当社は今まではあまり人材育成に対して力を入れて取り組む機会は多くなかったように思います。
しかし、数年前から外部の顧問の方に参入してもらい、人材育成に対しても意見をもらうようになりました。
顧問の方には、週1,2回程度当社に足を運んでいただき、育成面だけでなく新規事業案や作業コスト面についてもアドバイスをいただく時間を設けています。
人材育成という領域だけに留まらず、幅広い領域において外部の方からのお話をお伺いする機会はここ数年で増えてきていますね。

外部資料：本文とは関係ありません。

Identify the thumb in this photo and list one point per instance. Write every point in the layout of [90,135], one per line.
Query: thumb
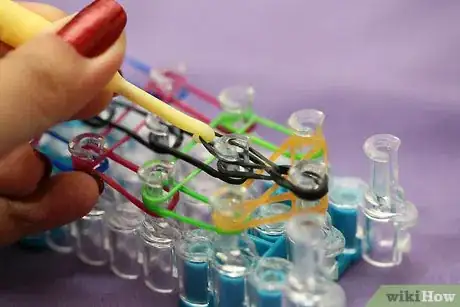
[53,76]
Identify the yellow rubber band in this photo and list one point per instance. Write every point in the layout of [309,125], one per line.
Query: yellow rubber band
[18,25]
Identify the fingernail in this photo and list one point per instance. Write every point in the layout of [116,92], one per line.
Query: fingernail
[121,74]
[94,29]
[47,165]
[99,181]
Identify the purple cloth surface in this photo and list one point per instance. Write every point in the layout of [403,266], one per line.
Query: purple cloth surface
[371,66]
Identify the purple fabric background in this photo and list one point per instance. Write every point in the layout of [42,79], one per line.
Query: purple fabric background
[372,66]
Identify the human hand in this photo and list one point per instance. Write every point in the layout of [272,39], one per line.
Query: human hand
[55,77]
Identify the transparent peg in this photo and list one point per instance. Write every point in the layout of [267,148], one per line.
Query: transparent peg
[232,148]
[62,239]
[159,269]
[123,222]
[155,175]
[306,122]
[85,150]
[385,216]
[266,282]
[158,234]
[346,197]
[90,232]
[299,175]
[233,256]
[271,232]
[306,284]
[192,256]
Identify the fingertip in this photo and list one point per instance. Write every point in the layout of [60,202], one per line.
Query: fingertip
[62,199]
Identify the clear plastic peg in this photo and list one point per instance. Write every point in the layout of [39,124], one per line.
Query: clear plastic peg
[85,150]
[299,175]
[155,176]
[385,216]
[159,269]
[233,255]
[334,245]
[62,239]
[271,232]
[193,252]
[266,282]
[232,148]
[158,235]
[90,231]
[346,197]
[123,222]
[306,122]
[306,284]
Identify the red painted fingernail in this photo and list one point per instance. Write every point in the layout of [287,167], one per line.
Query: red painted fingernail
[94,29]
[99,181]
[121,74]
[47,165]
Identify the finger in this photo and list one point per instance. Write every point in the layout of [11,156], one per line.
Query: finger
[21,170]
[59,200]
[51,78]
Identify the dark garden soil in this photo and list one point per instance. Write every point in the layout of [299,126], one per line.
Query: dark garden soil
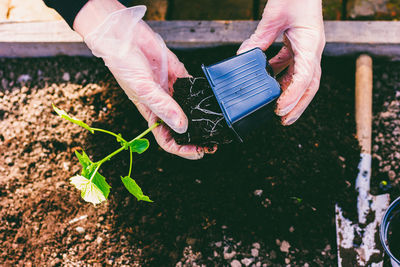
[268,202]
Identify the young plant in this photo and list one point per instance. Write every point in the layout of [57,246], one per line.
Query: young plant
[93,186]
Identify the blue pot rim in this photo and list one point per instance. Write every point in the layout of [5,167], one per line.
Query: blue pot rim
[393,207]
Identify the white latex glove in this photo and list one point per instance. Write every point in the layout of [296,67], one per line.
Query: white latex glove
[146,69]
[304,39]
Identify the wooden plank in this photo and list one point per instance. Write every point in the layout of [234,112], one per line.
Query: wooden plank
[211,9]
[35,39]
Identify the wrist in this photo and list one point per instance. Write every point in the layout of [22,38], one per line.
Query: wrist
[93,13]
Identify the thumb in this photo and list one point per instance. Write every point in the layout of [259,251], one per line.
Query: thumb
[267,31]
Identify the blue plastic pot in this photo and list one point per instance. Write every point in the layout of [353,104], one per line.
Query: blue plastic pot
[244,90]
[391,212]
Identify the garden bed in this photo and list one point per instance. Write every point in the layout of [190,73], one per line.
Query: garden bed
[267,201]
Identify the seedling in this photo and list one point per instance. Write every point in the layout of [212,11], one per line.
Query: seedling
[93,186]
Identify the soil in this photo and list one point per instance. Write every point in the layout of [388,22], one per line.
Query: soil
[394,235]
[207,125]
[268,201]
[386,130]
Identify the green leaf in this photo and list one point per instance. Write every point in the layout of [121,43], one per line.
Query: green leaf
[101,183]
[90,192]
[86,187]
[87,164]
[134,189]
[139,145]
[64,115]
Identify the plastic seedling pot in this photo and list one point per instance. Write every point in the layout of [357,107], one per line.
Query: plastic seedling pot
[390,232]
[244,90]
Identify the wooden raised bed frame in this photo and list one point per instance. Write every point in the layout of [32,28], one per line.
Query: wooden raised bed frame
[42,39]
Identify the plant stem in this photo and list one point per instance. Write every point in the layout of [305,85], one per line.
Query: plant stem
[123,148]
[108,132]
[130,162]
[94,173]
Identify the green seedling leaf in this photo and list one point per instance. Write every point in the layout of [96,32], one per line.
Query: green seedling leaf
[64,115]
[134,189]
[87,164]
[90,188]
[90,192]
[139,145]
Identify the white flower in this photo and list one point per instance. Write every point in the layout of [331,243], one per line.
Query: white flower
[89,191]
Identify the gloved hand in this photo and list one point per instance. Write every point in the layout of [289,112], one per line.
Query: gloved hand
[146,69]
[304,40]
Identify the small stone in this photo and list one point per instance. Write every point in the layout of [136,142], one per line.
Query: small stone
[99,240]
[391,175]
[236,263]
[4,84]
[228,256]
[272,254]
[66,77]
[285,246]
[246,261]
[24,78]
[89,237]
[254,252]
[9,161]
[258,192]
[80,229]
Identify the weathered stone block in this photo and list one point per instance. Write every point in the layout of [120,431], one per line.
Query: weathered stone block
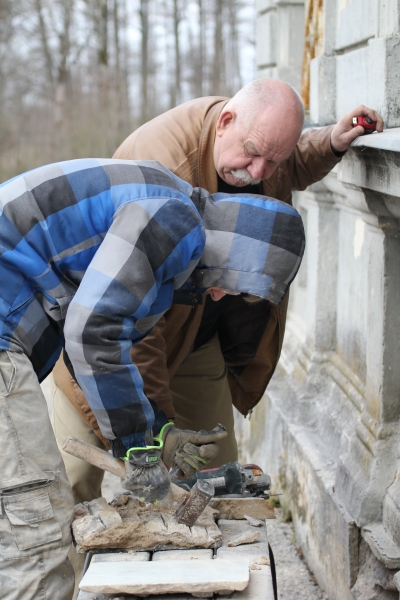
[356,21]
[370,76]
[290,36]
[323,90]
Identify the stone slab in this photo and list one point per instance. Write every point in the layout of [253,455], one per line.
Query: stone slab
[163,577]
[199,554]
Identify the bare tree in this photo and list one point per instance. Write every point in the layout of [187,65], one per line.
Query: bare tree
[77,76]
[218,71]
[144,71]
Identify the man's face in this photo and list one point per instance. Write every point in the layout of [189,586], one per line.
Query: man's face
[243,155]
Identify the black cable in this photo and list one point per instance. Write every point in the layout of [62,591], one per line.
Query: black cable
[273,572]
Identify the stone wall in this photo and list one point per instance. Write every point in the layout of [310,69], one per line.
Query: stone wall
[328,428]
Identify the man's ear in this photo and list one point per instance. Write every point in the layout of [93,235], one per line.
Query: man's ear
[226,118]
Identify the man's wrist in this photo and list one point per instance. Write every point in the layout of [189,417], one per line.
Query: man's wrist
[336,152]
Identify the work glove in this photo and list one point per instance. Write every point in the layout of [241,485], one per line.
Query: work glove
[146,475]
[189,450]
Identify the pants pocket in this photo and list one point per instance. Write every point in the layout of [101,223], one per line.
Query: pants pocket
[29,511]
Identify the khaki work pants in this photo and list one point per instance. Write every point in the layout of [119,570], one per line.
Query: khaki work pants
[36,501]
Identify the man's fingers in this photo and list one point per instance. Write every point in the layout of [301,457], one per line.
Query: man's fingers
[205,452]
[205,437]
[188,465]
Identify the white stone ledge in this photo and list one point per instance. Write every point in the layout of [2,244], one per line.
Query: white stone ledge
[382,545]
[387,140]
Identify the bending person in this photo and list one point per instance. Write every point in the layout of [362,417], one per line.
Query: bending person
[92,252]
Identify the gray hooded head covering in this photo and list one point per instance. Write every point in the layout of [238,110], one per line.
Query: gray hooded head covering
[254,244]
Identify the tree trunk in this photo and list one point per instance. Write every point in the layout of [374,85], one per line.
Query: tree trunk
[144,26]
[176,87]
[218,72]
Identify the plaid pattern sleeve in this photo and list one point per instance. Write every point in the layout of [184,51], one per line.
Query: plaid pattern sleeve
[125,290]
[91,251]
[255,244]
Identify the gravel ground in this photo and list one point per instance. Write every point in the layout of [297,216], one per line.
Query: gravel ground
[295,582]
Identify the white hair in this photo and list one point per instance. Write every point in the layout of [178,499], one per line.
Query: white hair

————外部顧問の方に参入していただくようになったきっかけなどはありますか。
主に新規事業を当社としても今後取り組んで進めていこうとしている中で、新たな分野に強い方を顧問として招いたのがきっかけですね。
顧問の方に新たな知識を教えていただき、それを社員が吸収していくことで、新たな事業を進めていく際の助けになるのではという考えのもと始まった取り組みとなっています。
————実際に貴社の中ですでに新規事業として取り組まれているものや、動き出しているものがあればお伺いしたいです。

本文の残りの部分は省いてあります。